Maps by Diane Patterson + Nicholas John; Story by Jeniffer Peña Alvarez
Latinos started to move to the Washington DC area in the 1940s for various reasons. Many came to work at Latin American embassies that opened along the 16th Street NW after World War II, first settling in nearby in the Adams Morgan and Mt Pleasant neighborhoods and eventually spreading out around the Metropolitan Washington D.C. area.
This summer we started our mapping project by looking in the District and then expanded our focus to the surrounding areas. Using maps made by Diane Patterson and Nicholas John based on 2010 Census data, we learned a lot about where Latinos live in the Washington area, mapping population clusters for eight of the Washington area’s largest Latino national groups.
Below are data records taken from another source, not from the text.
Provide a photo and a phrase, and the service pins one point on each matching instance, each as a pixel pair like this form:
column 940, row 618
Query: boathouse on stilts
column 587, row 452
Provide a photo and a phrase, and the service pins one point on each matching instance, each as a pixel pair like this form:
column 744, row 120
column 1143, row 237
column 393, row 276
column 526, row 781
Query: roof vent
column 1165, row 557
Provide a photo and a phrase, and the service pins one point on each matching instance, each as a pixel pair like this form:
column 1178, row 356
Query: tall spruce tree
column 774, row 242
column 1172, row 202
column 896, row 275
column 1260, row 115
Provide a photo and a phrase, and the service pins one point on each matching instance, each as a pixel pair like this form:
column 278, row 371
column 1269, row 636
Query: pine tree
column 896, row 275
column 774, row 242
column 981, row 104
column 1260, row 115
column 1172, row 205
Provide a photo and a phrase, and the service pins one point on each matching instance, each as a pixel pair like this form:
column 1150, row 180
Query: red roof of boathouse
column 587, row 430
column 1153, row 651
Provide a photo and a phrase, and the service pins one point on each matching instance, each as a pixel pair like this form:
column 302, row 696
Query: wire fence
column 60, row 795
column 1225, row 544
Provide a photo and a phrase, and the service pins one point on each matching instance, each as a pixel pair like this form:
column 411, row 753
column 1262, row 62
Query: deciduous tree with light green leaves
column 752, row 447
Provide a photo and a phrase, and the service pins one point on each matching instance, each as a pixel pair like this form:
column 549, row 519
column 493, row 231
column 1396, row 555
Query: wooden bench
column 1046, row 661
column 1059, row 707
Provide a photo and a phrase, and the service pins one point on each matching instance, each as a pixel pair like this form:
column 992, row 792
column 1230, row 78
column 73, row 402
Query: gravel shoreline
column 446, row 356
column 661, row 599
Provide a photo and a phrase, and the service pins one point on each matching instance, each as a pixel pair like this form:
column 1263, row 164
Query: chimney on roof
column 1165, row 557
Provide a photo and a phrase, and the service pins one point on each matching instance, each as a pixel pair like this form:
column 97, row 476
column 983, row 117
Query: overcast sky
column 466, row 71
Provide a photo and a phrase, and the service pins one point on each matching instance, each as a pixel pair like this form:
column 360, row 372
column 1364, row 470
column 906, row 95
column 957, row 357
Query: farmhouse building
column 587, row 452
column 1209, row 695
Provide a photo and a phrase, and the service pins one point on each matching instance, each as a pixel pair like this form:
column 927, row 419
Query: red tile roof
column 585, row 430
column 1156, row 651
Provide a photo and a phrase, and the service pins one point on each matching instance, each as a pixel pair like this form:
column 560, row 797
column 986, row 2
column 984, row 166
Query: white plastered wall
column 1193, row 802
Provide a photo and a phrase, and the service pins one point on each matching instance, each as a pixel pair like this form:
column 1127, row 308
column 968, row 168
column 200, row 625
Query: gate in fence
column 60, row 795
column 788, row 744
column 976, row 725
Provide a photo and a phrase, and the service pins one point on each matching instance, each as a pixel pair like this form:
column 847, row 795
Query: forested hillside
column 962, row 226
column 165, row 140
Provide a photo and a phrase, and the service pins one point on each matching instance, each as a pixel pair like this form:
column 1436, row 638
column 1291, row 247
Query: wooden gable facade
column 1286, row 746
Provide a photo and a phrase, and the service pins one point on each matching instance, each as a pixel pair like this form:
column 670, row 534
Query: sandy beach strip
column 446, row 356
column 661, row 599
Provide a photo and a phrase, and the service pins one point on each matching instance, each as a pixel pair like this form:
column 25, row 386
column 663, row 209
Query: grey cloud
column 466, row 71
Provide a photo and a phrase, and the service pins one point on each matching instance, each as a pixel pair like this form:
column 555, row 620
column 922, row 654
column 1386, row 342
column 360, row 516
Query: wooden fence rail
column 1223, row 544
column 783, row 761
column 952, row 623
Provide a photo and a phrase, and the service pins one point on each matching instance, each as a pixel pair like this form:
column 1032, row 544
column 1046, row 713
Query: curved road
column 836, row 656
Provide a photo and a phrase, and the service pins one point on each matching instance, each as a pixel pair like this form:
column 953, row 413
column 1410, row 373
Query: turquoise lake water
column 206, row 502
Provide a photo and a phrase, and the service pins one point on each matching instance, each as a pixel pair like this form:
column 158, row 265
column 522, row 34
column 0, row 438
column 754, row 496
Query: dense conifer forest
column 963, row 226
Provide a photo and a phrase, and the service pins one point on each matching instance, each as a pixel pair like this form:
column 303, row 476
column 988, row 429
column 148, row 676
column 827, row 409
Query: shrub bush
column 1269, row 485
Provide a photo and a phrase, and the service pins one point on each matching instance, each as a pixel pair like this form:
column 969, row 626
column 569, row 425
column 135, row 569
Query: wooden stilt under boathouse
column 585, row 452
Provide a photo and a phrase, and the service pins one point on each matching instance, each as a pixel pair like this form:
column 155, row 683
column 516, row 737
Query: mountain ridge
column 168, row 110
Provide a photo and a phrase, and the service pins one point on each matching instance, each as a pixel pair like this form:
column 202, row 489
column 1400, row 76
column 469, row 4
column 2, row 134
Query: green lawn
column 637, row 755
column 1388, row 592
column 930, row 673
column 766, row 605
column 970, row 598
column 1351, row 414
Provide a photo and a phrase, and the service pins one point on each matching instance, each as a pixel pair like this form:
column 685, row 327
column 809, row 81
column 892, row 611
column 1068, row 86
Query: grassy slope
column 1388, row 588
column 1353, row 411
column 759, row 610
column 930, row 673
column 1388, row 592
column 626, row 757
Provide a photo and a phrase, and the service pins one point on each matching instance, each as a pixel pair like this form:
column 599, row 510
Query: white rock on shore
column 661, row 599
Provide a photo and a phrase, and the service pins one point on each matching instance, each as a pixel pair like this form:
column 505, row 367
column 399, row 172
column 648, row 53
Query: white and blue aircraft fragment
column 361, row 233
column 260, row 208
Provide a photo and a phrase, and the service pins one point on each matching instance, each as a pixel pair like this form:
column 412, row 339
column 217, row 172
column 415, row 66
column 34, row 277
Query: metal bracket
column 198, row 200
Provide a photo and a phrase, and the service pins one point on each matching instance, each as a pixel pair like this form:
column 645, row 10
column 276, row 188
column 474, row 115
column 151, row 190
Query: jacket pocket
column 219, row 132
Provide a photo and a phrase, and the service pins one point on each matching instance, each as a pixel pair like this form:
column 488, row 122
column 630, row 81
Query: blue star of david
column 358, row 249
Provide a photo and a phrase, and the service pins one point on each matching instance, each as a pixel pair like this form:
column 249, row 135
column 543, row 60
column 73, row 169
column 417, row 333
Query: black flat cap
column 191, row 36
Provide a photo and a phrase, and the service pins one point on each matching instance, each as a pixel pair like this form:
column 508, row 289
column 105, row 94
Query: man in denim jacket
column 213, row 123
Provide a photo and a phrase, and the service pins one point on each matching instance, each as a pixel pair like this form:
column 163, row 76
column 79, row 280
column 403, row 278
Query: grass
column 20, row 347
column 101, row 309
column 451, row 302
What is immediately obvious is that the region’s largest Latin American national groups each have a significant presence in the District of Columbia, while Peruvians and Bolivians live almost exclusively in Washington’s Maryland and Virginia suburbs, where most of the region’s nearly 1 million Latinos have settled. In the D.C. area, the counties with the largest Latino populations are Montgomery and Prince George’s counties in Maryland and Alexandria and Fairfax in Northern Virginia.